Continuing to an outer loop

Continuing to an outer loop

Rate This
  • Comments 39

When you have a nested loop, sometimes you want to “continue” the outer loop, not the inner loop. For example, here we have a sequence of criteria and a sequence of items, and we wish to determine if there is any item which matches every criterion:

match = null;
foreach(var item in items)
{
  foreach(var criterion in criteria)
  {
    if (!criterion.IsMetBy(item))
    {
      // No point in checking anything further; this is not
      // a match. We want to “continue” the outer loop. How?
    }
  }
  match = item;
  break;
}

There are many ways to achieve this. Here are a few, in order of increasing awesomeness:

Technique #1 (ugly): When you have a loop, the “continue” statement is essentially a “goto” which branches to the bottom of the loop, just before it does the loop condition test and pops back up to the top of the loop. (Apparently when you spell “goto” as “continue”, the “all gotos are all evil all the time” crowd doesn’t bother you as much.) You can of course simply make this explicit:

match = null;
foreach(var item in items)
{
  foreach(var criterion in criteria)
  {
    if (!criterion.IsMetBy(item))
    {
      goto OUTERCONTINUE;
    }
  }
  match = item;
  break;
OUTERCONTINUE:
  ;
}

Technique #2 (better): When I see a nested loop, I almost always consider refactoring the interior loop into a method of its own.

match = null;
foreach(var item in items)
{
  if (MeetsAllCriteria(item, critiera))
  {
    match = item;
    break;
  }
}

where the body of MeetsAllCriteria is obviously

foreach(var criterion in criteria)
  if (!criterion.IsMetBy(item))
    return false;
return true;

Technique #3 (awesome): The “mechanism” code here is emphasizing how the code works and hiding the meaning of the code. The purpose of the code is to answer the question “what is the first item, if any, that meets all the criteria?” If that’s the meaning of the code, then write code that reads more like that meaning:

var matches = from item in items
              where criteria.All(
                criterion=>criterion.IsMetBy(item))
              select item;
match = matches.FirstOrDefault();

That is, search the items for items that meet every criterion, and take the first of them, if there is one. The code now reads like what it is supposed to be implementing, and of course, if there are no loops in the first place then there’s no need to “continue” at all!

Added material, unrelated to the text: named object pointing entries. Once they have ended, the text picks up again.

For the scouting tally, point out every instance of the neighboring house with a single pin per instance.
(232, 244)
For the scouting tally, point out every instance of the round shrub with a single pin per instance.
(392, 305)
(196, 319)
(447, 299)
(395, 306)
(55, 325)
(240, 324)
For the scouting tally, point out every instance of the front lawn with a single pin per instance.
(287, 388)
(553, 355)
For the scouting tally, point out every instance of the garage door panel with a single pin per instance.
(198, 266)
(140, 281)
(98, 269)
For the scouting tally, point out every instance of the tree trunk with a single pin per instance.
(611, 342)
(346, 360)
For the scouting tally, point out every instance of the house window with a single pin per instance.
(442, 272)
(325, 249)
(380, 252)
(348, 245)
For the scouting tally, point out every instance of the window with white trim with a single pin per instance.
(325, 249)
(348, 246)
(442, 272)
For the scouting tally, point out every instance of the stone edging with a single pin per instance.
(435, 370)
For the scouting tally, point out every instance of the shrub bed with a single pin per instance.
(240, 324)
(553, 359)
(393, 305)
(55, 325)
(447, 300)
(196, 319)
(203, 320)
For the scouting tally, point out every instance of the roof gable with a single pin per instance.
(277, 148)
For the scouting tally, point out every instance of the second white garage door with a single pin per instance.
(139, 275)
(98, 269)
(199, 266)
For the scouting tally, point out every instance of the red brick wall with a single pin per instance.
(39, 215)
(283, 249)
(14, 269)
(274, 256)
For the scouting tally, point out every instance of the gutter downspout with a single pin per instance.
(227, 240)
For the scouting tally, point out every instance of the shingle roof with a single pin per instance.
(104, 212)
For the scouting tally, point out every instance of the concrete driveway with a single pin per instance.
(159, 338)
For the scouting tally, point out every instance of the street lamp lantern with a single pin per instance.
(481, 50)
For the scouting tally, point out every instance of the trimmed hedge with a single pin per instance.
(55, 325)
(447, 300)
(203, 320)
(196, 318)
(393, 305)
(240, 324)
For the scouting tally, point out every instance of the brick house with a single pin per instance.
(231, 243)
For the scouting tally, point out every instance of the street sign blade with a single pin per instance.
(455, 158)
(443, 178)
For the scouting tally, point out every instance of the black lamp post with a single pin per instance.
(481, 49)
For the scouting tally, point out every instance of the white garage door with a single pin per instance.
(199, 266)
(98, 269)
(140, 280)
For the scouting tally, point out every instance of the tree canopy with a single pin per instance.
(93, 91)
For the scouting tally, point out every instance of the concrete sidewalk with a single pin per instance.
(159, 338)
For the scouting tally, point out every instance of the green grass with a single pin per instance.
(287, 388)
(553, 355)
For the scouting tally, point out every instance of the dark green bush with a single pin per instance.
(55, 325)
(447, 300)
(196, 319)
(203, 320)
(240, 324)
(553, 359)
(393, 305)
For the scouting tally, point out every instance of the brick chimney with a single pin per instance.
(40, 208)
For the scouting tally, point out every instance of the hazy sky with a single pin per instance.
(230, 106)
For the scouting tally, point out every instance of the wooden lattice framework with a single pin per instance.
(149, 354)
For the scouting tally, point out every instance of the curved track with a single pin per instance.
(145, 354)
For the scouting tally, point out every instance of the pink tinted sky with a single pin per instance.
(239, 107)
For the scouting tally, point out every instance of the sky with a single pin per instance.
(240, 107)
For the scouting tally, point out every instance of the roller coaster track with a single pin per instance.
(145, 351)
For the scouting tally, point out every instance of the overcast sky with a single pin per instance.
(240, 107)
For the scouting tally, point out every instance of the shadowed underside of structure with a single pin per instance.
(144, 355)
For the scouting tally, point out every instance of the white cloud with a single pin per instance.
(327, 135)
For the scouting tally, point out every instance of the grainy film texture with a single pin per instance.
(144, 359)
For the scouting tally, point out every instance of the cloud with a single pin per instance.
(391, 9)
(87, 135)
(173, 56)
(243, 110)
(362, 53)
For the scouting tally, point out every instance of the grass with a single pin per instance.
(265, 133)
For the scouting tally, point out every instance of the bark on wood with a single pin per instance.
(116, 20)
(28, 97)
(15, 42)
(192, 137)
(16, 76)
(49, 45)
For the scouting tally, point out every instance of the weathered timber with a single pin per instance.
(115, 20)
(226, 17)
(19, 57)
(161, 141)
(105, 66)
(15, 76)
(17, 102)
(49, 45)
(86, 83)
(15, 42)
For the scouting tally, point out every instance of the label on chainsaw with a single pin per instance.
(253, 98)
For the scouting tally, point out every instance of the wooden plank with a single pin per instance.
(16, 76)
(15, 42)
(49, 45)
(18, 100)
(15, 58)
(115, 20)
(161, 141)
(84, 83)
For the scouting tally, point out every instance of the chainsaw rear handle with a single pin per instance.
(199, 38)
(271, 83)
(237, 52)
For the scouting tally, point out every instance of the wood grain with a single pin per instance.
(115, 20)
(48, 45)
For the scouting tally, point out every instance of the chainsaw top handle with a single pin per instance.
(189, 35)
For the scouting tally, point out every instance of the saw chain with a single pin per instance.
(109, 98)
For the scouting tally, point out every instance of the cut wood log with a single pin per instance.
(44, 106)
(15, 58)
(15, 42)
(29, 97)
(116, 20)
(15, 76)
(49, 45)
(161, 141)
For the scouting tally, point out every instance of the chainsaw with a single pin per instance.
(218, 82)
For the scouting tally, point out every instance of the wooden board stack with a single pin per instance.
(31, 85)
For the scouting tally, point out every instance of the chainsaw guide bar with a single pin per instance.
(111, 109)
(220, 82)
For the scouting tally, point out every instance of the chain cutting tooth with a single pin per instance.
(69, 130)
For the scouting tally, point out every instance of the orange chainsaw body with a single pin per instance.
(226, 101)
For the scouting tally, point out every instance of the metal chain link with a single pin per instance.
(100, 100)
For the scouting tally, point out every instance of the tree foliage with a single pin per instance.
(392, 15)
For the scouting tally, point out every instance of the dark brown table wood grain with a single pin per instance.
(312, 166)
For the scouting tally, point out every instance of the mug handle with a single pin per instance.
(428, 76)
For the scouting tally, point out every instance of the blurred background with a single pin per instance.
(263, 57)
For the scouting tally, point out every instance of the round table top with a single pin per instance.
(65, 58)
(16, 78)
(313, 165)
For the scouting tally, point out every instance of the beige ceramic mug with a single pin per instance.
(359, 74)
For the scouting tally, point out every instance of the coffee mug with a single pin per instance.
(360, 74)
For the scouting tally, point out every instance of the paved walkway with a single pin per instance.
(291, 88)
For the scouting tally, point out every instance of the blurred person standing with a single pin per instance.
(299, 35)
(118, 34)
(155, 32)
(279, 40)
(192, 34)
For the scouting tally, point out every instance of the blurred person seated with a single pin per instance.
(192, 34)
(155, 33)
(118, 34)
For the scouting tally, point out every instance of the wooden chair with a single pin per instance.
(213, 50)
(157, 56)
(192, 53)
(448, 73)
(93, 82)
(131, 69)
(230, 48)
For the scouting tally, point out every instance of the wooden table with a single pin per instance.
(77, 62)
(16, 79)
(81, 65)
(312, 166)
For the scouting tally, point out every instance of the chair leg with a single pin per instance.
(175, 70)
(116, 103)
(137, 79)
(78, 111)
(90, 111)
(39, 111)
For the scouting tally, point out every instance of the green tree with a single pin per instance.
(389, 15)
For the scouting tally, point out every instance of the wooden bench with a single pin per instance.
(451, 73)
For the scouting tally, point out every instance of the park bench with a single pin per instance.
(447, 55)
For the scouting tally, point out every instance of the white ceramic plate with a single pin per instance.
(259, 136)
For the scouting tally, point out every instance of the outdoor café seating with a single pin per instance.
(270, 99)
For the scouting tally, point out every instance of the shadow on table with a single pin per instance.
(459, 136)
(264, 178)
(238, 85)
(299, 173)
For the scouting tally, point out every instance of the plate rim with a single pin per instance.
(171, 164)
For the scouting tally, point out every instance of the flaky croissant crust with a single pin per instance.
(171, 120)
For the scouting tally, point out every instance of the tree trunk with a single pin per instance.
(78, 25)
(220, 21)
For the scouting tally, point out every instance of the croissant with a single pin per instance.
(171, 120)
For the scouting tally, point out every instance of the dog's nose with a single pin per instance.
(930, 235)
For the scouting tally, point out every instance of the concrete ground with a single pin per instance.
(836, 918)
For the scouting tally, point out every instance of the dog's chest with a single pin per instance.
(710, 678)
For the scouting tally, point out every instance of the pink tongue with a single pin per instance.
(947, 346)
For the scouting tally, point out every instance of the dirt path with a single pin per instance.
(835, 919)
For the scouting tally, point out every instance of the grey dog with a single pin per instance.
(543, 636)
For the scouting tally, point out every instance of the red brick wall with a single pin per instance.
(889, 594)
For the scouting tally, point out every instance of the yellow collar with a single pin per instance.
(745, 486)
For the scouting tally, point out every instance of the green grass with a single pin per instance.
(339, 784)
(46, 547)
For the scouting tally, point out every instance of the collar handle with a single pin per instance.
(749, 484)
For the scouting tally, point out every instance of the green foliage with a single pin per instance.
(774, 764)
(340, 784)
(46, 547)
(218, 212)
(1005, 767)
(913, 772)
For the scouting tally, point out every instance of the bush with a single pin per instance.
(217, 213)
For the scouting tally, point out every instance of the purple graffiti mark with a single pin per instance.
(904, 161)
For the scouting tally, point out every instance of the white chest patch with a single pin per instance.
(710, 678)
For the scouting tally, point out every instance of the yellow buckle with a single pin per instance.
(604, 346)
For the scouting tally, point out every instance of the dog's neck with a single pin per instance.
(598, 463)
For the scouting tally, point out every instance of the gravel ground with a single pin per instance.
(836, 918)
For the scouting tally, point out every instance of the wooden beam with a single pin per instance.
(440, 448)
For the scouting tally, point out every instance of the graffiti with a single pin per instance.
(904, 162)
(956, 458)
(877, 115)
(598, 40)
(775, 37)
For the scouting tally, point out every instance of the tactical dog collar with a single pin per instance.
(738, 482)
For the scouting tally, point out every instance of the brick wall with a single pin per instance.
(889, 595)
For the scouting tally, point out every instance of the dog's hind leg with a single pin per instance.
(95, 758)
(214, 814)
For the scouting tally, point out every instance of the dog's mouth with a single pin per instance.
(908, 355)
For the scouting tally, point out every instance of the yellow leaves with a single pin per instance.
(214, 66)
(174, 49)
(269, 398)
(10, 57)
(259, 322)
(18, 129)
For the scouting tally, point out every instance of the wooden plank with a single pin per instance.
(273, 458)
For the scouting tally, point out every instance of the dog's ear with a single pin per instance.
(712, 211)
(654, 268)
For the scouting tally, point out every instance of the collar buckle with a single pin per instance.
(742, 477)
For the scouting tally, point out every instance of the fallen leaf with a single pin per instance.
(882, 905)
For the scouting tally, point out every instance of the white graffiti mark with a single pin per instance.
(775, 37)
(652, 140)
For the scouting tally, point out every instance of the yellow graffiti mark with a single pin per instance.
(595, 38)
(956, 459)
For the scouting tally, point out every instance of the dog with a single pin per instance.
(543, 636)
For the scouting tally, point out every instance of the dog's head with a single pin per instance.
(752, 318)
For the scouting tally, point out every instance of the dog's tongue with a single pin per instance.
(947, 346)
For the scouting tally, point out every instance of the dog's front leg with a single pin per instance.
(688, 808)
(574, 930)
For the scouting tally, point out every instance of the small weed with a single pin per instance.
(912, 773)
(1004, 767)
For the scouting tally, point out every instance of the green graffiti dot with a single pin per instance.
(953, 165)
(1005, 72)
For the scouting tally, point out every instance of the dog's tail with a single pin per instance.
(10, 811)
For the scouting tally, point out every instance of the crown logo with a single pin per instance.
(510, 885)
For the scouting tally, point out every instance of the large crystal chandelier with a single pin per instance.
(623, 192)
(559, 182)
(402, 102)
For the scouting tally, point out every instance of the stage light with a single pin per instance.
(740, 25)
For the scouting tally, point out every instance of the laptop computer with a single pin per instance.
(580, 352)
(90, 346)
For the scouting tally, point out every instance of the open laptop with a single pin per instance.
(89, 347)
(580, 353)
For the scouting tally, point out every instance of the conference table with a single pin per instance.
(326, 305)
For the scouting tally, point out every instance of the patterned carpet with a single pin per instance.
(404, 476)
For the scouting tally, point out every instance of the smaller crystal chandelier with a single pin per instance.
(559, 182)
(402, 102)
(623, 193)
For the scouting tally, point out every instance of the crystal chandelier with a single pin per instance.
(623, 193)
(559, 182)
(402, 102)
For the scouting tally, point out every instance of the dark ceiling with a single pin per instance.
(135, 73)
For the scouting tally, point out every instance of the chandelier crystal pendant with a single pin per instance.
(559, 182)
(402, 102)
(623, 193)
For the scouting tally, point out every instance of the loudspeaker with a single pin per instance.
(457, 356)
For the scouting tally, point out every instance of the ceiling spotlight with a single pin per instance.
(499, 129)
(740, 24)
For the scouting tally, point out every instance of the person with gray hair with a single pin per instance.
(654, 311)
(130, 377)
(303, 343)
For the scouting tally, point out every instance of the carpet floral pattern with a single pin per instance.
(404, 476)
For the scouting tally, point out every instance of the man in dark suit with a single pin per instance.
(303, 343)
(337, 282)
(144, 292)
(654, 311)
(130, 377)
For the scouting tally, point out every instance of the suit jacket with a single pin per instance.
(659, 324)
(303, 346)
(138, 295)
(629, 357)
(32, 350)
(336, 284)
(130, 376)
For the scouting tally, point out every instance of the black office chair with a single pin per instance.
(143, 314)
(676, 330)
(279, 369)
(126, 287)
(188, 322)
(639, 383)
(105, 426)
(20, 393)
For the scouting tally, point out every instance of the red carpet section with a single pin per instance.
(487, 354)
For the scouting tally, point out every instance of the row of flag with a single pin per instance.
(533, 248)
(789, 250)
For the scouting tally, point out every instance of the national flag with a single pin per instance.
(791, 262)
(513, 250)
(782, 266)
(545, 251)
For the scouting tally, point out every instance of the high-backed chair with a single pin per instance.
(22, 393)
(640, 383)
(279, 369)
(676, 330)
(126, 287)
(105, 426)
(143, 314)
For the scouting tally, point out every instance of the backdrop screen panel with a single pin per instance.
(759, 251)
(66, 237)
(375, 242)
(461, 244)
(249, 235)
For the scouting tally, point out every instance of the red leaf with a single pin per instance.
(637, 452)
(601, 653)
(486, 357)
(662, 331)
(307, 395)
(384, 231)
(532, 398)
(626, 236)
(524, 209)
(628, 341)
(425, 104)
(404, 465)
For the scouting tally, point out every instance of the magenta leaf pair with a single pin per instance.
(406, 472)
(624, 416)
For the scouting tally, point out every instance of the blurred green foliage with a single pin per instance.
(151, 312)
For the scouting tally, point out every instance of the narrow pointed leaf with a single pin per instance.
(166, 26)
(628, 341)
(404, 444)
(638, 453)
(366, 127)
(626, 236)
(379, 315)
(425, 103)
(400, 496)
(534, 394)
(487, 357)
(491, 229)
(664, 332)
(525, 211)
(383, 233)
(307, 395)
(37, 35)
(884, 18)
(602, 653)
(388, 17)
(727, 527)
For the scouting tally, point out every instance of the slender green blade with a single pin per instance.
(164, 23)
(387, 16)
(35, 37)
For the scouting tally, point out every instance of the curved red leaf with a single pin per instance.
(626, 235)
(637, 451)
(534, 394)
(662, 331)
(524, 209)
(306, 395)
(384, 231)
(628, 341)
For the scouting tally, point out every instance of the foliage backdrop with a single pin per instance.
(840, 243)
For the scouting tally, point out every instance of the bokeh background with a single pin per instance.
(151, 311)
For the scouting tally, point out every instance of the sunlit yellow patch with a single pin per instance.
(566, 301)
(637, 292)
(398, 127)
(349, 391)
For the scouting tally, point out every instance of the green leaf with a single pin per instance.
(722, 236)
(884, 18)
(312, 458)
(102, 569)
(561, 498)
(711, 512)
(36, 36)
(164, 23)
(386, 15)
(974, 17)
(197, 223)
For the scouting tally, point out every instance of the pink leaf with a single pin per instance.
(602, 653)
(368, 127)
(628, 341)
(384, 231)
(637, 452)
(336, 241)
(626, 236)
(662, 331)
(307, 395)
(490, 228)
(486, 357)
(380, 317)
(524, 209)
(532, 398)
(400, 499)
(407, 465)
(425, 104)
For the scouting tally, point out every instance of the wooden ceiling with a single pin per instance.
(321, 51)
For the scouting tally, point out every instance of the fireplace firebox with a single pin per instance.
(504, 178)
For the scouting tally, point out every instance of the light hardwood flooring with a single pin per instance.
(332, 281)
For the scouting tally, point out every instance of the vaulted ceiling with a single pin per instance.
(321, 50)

The biggest thing I love about LINQ is that it enables a whole new way to think about problem solving in C#. It’s gotten to the point now that whenever I write a loop, I stop and think about two things before I actually type “for”:

* Have I described anywhere what this code is doing semantically, or does the code emphasize more what mechanisms I am using at the expense of obscuring the semantics?

* Is there any way to characterize the solution to my problem as the result of a query against a data source, rather than as the result of a set of steps to be followed procedurally?

 

  • @Anthony - I can just repeat what Eric already suspected; you're only measuring the creation of the query, not its actual execution. If you for example do:

    var myList = from i in new int[] { 1, 2, 3, 4 } where i < 3 select i;

    then myList, at least from my understanding, does not contain an int list with { 1, 2 }, but instead the query-to-be-executed itself. The actual resulting list's elements are only retrieved (the query is only executed) when you actually loop through the elements of myList. I think you should include that looping in your benchmark, or force the query to be evaluated by calling a .ToArray() on myList.

  • @Chris J and @Eric - I believe I'm measuring it post-execution,  but I do not wish to clog the comments section with my code. I've forwarded the code I'm using as a basis for my observations to Eric via the contact link, so perhaps he can point out the errors of my reasoning or any compiler optimizations that are happening that I'm not aware of.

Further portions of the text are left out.